The new law allows individuals who receive compensation for wrongful federal or state incarceration to exclude that money from income for federal tax purposes. It also allows exonerated individuals who previously paid taxes on their awards to get their money back if they make a request by December of this year.

The congressmen asked Koskinen how the IRS will communicate the overall change in law and how long it will take to it. The congressmen asked the IRS to respond to their questions by Feb. 1.

In a press conference Tuesday, Johnson said that he and Larson were sending the letter because they “want to make sure that we hold the IRS’s feet to the fire.”
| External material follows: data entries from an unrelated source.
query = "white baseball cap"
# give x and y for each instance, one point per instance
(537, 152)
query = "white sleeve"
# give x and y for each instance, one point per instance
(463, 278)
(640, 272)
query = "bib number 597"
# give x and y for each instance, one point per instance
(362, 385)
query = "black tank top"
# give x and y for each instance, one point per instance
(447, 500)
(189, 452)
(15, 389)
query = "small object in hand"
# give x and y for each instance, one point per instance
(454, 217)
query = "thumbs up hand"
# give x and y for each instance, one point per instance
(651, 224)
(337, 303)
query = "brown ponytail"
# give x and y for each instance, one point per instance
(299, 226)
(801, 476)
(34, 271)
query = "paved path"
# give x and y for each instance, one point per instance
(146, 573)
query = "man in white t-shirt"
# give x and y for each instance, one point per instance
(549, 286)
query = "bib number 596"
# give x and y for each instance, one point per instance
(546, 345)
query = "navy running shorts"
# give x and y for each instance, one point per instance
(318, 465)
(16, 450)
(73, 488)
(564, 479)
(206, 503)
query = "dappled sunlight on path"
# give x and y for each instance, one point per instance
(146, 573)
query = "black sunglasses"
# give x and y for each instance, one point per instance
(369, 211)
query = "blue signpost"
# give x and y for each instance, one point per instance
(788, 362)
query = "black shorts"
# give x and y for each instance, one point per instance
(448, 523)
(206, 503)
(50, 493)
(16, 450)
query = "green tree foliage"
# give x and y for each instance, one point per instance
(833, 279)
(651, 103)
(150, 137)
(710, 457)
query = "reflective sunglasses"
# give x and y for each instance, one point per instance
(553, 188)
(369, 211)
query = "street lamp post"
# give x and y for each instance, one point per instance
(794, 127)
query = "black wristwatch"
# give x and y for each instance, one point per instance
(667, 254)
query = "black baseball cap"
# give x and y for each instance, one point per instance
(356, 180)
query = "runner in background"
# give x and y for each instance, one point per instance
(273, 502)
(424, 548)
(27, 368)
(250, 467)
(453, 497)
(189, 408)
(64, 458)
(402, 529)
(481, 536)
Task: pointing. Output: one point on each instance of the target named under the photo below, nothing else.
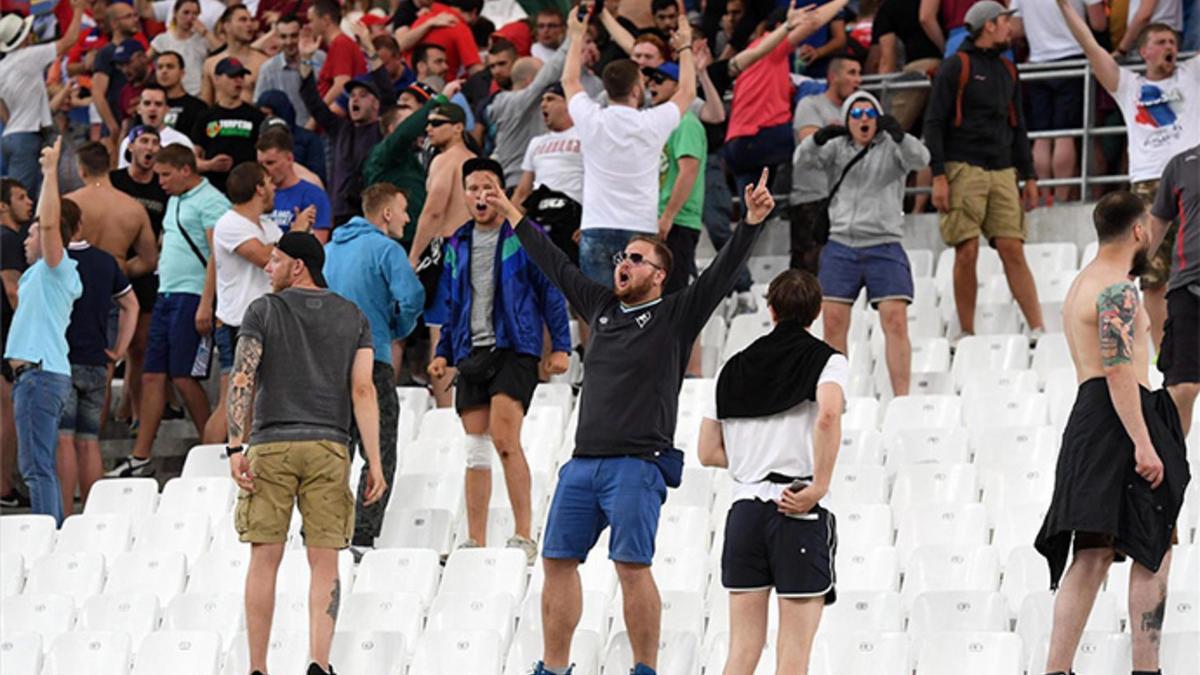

Johnson has personal experience of being imprisoned. He had been accused of being a war criminal in Vietnam and was held in Hanoi for almost seven years.

Larson said the new law is “simply common sense” for those who were wrongly convicted. “Least of what they deserve is to be further put upon by their country and taxed,” he said.

Larson and Johnson were accompanied at the press conference by wrongfully convicted people they are bringing to Tuesday night’s State of the Union address.

Johnson’s guest is Michael Morton of Texas, who had been convicted of killing his wife and spent almost 25 years in prison before his release and exoneration in 2011 due to DNA evidence.

“We’re here today because we want to set things right,” Morton said. While it had been the practice of the IRS not to tax restitution prior to the law’s enactment, that could have changed on a whim, he said.

Larson’s guest is James Tillman of Connecticut, who had been convicted of rape and kidnapping and spent 18years in prison until he was exonerated by DNA evidence in 2006. 

 

Tillman said he was “joyful to be here.”